Previous research by others also has shown a link between “mate guarding” – in which various male animals guard their female mate against competing suitors when the male-female ratio is high – to the development of pair bonding in humans.
Pair bonding includes but doesn’t require an exclusive relationship – polygamists can have multiple pair bonds – but it does mean “a special and persistent relationship between a male and female. Even something like two people going together for a couple of months – that’s a pair bond,” Hawkes says. “Copulation alone doesn’t count. In humans, there’s emotional weight to social relationships, certainly to pair bonds.”
Chimps, by contrast, have no persistent, special pairing relationships between a particular male and female. A female chimp in heat mates with multiple males. Species from dung flies to primates guard their mates to ensure others don’t mate with them.
Simulating the evolution of grandmothering
As human lifespans grew longer, women’s fertility continued to end by about age 45, while older men remained fertile. The new study indicates the ratio of fertile men to fertile women increased over time. “That’s what made it advantageous for males to guard a female and to develop a pair bond with her,” Hawkes says.
For the study, the researchers ran computer simulations of human evolution – 30 simulations with grandmothering and 30 without.
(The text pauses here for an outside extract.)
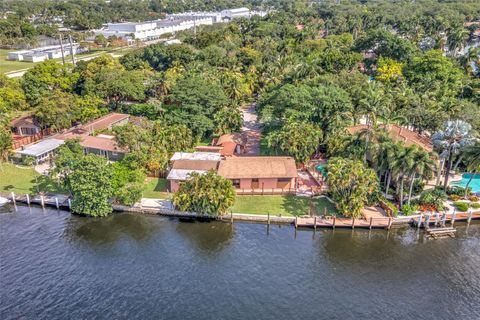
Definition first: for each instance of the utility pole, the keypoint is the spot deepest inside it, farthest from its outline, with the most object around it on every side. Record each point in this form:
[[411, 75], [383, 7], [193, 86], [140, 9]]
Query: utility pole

The simulations showed how male-female sex ratios changed over time to become increasingly male-dominated – unlike real nonhuman great ape populations, which have more fertile females than fertile males. For example, the ratio of males to females in fertile ages rose from 77 males per 100 females without grandmothering to 156 males per 100 females with grandmothering in 30,000 to 300,000 simulated years.
Unlike humans, most mammal species have more fertile females than fertile males.
“This male bias in sex ratio in the mating ages makes mate-guarding a better strategy for males than trying to seek an additional mate, because there are too many other guys in the competition,” Hawkes says. “The more males there are, the more their average reproductive success goes down.”
The researchers also showed the male-female sex ratios in the simulations matched closely with those of living populations, namely, chimps, which lack grandmothering and are the only other great apes with good demographic data, and four human hunter-gatherer societies in Africa and South American.
The study then cites previous studies of both living animals – from dung flies to mammals – and computer simulations to show that when the ratio of fertile males to females is high, mate-guarding is likely.
“Mate-guarding and pair bonds are not necessarily the same, but they have in common the tradeoff between paying attention to the current partner and seeking another,” Hawkes says. There also is previous research showing that, like mate-guarding, “human pair bonds have the characteristic of male proprietary claims on females.”
The lengthening of adult lifespan via grandmothering involves evolution in prehistoric time; increasing average lifespans in recent centuries are attributed largely to huge reductions in infant and child mortality due to clean water, sewer systems and other public health measures.
Many anthropologists argue that increasing brain size in our ape-like ancestors was the major factor in humans developing lifespans different from apes. But Hawkes’ 2012 study ignored brain size, hunting and pair bonding, and showed that even a weak grandmother effect led to human longevity. Indeed, she believes the shift to grandmothering was the foundation for several important steps in human evolution, including longer adult life spans, increased brain size, empathy, cooperation and pair bonding.